«Il y a des mythes persistants dans notre société, comme celui-ci: la prostitution, est le plus vieux métier du monde. Alors pourquoi ne pas le rendre légal? Bien des gens pensent que la prostitution est un métier comme un autre et en parlent en termes de “travail du sexe”. Les défenseurs de la prostitution vont même jusqu’à invoquer la richesse, le plaisir sexuel et la liberté pour les femmes. La voilà “l’imposture”», explique Ève Lamont. La réalisatrice tente de faire comprendre que dans son film, «la prostitution n’est jamais un choix délibéré, mais la conséquences d’un ensemble de facteurs».
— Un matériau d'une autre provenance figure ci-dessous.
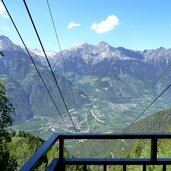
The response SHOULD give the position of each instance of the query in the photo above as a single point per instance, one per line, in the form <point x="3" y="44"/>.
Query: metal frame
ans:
<point x="60" y="162"/>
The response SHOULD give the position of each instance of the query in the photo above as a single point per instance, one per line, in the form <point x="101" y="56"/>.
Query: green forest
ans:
<point x="16" y="147"/>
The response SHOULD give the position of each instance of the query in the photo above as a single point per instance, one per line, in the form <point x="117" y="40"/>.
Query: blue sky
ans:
<point x="134" y="24"/>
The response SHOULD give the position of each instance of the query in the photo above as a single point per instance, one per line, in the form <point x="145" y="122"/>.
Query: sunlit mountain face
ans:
<point x="104" y="87"/>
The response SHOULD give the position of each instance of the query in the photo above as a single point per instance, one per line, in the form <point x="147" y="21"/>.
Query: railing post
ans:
<point x="154" y="150"/>
<point x="144" y="167"/>
<point x="105" y="168"/>
<point x="164" y="167"/>
<point x="85" y="167"/>
<point x="61" y="165"/>
<point x="124" y="167"/>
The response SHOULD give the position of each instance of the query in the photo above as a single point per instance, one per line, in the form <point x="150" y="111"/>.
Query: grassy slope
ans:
<point x="158" y="122"/>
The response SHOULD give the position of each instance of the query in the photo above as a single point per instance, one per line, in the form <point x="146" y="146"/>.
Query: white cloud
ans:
<point x="72" y="25"/>
<point x="107" y="25"/>
<point x="3" y="11"/>
<point x="4" y="28"/>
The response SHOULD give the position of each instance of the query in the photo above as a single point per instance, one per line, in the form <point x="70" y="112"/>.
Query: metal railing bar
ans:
<point x="31" y="163"/>
<point x="85" y="167"/>
<point x="117" y="136"/>
<point x="144" y="167"/>
<point x="105" y="167"/>
<point x="124" y="167"/>
<point x="164" y="167"/>
<point x="116" y="161"/>
<point x="154" y="149"/>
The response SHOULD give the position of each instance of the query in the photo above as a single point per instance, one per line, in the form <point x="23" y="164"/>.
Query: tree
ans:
<point x="6" y="109"/>
<point x="1" y="53"/>
<point x="7" y="161"/>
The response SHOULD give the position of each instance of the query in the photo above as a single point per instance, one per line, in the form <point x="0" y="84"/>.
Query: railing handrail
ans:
<point x="31" y="163"/>
<point x="117" y="136"/>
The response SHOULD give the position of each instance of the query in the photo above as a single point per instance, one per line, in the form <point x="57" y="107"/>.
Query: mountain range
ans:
<point x="104" y="87"/>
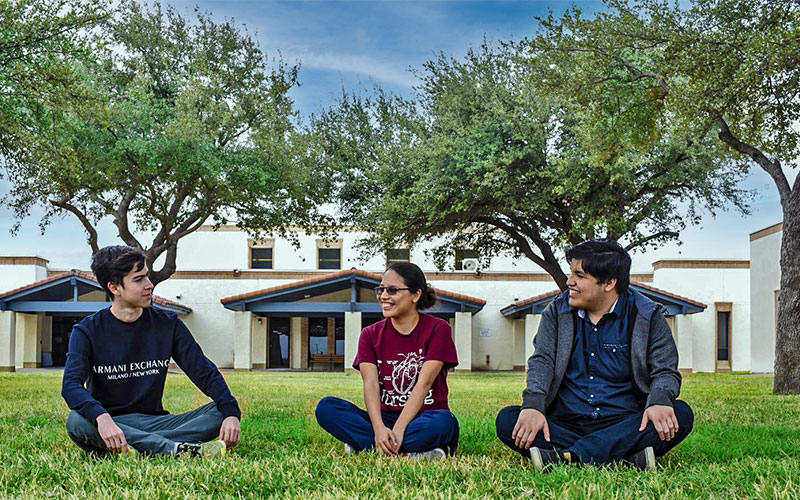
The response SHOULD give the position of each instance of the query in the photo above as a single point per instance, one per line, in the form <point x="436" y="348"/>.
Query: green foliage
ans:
<point x="742" y="446"/>
<point x="39" y="43"/>
<point x="481" y="158"/>
<point x="723" y="67"/>
<point x="711" y="66"/>
<point x="193" y="124"/>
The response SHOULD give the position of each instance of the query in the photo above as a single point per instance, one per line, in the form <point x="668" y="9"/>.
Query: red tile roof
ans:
<point x="668" y="294"/>
<point x="344" y="272"/>
<point x="555" y="293"/>
<point x="89" y="276"/>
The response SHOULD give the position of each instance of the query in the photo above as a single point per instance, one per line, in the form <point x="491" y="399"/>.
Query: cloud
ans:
<point x="389" y="71"/>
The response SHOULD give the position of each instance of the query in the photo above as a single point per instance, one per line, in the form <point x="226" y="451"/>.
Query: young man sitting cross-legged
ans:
<point x="603" y="379"/>
<point x="122" y="353"/>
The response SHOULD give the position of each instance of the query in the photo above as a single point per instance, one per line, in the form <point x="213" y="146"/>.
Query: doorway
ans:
<point x="278" y="343"/>
<point x="62" y="330"/>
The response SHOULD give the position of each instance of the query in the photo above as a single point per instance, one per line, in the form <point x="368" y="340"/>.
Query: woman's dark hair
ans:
<point x="415" y="280"/>
<point x="111" y="264"/>
<point x="605" y="260"/>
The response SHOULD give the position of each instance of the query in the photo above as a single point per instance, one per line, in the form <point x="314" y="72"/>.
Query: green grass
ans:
<point x="746" y="444"/>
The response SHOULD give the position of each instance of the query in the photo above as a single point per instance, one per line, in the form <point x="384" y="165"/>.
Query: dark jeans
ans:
<point x="150" y="434"/>
<point x="350" y="424"/>
<point x="598" y="441"/>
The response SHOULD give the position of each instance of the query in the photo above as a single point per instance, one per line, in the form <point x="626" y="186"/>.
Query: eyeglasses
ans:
<point x="391" y="290"/>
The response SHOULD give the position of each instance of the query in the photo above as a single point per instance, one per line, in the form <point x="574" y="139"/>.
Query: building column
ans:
<point x="518" y="344"/>
<point x="259" y="346"/>
<point x="47" y="341"/>
<point x="332" y="335"/>
<point x="295" y="342"/>
<point x="531" y="327"/>
<point x="243" y="341"/>
<point x="352" y="331"/>
<point x="32" y="357"/>
<point x="304" y="343"/>
<point x="463" y="341"/>
<point x="8" y="341"/>
<point x="682" y="332"/>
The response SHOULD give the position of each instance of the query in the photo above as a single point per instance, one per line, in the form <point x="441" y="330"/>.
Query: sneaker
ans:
<point x="543" y="458"/>
<point x="211" y="449"/>
<point x="432" y="455"/>
<point x="644" y="459"/>
<point x="133" y="451"/>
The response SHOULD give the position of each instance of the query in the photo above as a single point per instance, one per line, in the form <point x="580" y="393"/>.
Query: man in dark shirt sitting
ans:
<point x="122" y="353"/>
<point x="603" y="380"/>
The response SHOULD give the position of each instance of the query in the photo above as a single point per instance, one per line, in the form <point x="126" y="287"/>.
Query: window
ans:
<point x="317" y="336"/>
<point x="338" y="335"/>
<point x="723" y="331"/>
<point x="396" y="255"/>
<point x="261" y="254"/>
<point x="329" y="254"/>
<point x="330" y="258"/>
<point x="464" y="253"/>
<point x="261" y="258"/>
<point x="723" y="310"/>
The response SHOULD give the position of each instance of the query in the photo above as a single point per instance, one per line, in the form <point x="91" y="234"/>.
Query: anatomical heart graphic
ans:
<point x="406" y="371"/>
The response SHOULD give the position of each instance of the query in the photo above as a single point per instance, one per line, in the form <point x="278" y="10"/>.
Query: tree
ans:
<point x="480" y="160"/>
<point x="729" y="67"/>
<point x="193" y="124"/>
<point x="39" y="41"/>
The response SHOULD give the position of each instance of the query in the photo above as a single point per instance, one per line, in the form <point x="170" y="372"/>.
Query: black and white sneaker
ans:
<point x="211" y="449"/>
<point x="543" y="458"/>
<point x="644" y="459"/>
<point x="432" y="455"/>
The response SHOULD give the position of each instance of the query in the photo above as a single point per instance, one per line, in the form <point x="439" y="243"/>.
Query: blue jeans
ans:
<point x="350" y="424"/>
<point x="150" y="434"/>
<point x="598" y="441"/>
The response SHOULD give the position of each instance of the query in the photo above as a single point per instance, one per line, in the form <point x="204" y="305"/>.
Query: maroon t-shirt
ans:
<point x="399" y="360"/>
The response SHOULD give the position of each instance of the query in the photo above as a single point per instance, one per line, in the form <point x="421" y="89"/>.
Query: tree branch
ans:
<point x="646" y="239"/>
<point x="92" y="232"/>
<point x="772" y="168"/>
<point x="121" y="220"/>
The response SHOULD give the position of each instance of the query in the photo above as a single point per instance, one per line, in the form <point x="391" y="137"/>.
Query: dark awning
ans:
<point x="59" y="295"/>
<point x="296" y="299"/>
<point x="673" y="304"/>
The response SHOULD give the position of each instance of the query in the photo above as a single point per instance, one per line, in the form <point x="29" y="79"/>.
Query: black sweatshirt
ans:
<point x="124" y="365"/>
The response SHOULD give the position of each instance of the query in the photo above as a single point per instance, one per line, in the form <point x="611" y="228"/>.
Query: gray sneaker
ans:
<point x="543" y="458"/>
<point x="644" y="459"/>
<point x="432" y="455"/>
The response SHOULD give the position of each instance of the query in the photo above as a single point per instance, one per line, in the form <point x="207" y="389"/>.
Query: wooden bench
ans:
<point x="331" y="359"/>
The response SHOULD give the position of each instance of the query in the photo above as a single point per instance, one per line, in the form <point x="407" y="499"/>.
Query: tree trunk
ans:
<point x="787" y="330"/>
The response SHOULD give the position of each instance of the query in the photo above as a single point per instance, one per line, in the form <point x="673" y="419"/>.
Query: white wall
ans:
<point x="15" y="275"/>
<point x="227" y="249"/>
<point x="765" y="279"/>
<point x="710" y="286"/>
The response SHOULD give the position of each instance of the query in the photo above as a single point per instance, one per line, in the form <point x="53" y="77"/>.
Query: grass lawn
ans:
<point x="746" y="444"/>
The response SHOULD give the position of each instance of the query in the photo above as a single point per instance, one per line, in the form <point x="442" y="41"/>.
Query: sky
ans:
<point x="354" y="45"/>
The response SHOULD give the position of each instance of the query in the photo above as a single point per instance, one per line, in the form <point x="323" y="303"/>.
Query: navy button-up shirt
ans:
<point x="598" y="380"/>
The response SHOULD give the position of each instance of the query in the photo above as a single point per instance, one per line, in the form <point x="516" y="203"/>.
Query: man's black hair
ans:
<point x="111" y="264"/>
<point x="605" y="260"/>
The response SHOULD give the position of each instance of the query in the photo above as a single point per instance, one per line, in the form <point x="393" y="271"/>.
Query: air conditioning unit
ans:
<point x="470" y="265"/>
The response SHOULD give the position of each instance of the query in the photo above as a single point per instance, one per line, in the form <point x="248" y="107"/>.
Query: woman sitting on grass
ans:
<point x="403" y="361"/>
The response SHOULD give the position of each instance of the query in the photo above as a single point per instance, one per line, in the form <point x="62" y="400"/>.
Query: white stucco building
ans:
<point x="267" y="304"/>
<point x="765" y="288"/>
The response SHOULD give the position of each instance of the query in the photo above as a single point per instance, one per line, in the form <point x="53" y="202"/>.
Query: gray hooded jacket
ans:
<point x="654" y="357"/>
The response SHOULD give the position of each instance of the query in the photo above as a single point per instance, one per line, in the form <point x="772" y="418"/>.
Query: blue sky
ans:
<point x="355" y="44"/>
Pendant cinq années de recherche, Ève Lamont a suivi le parcours de plusieurs femmes cherchant à s’échapper de la prostitution. Jamais elle n’avait rencontré de femmes aussi souffrantes. À travers le documentaire L’imposture, la réalisatrice dénonce l’impuissance de ces femmes face à des hommes souvent violents et irrespectueux. Elle déplore qu’il n’existe aucun service social mis à leur disposition au Québec pour les aider à en finir avec l’industrie du sexe. «Elles débutent souvent très jeunes dans le milieu. Ensuite, elles entrent dans un cercle vicieux duquel il est très difficile de se détacher. On estime que 90% des prostituées souhaitent arrêter d’exercer, mais elles ont tout simplement l’impression qu’aucune autre option ne s’offre à elles», raconte Mme Lamont.

L’imposture se concentre sur «l’après prostitution». Le thème y est abordé avec pudeur et humanité. La réalisatrice donne la parole à des femmes qui ne l’ont que trop peu souvent. «Ce film, c’est leur signature. Pour une fois, ce ne sont pas des spécialistes qui parlent en leur nom», soutient-elle. Pendant une heure et demie, nous sommes plongés dans la réalité de leur quotidien. On découvre le courage de ces victimes de la société: leur combat pour quitter l’industrie du sexe, les séquelles profondément ancrées en chacune d’elles et la difficulté de leur reconstruction.
 
Ève Lamont est une camerawoman militante féministe qui croit en un monde meilleur. «Le film est plus positif que la réalité. J’ai voulu transmettre une message d’espoir  à travers ces témoignages. Mon but est de démontrer que même si c’est difficile, sortir de la prostitution est possible avec des thérapies approfondies et du soutien», proclame-t-elle. Le documentaire se termine d’ailleurs sur une message d’espoir: l’interdiction de la prostitution est envisageable, ce n’est pas une fatalité.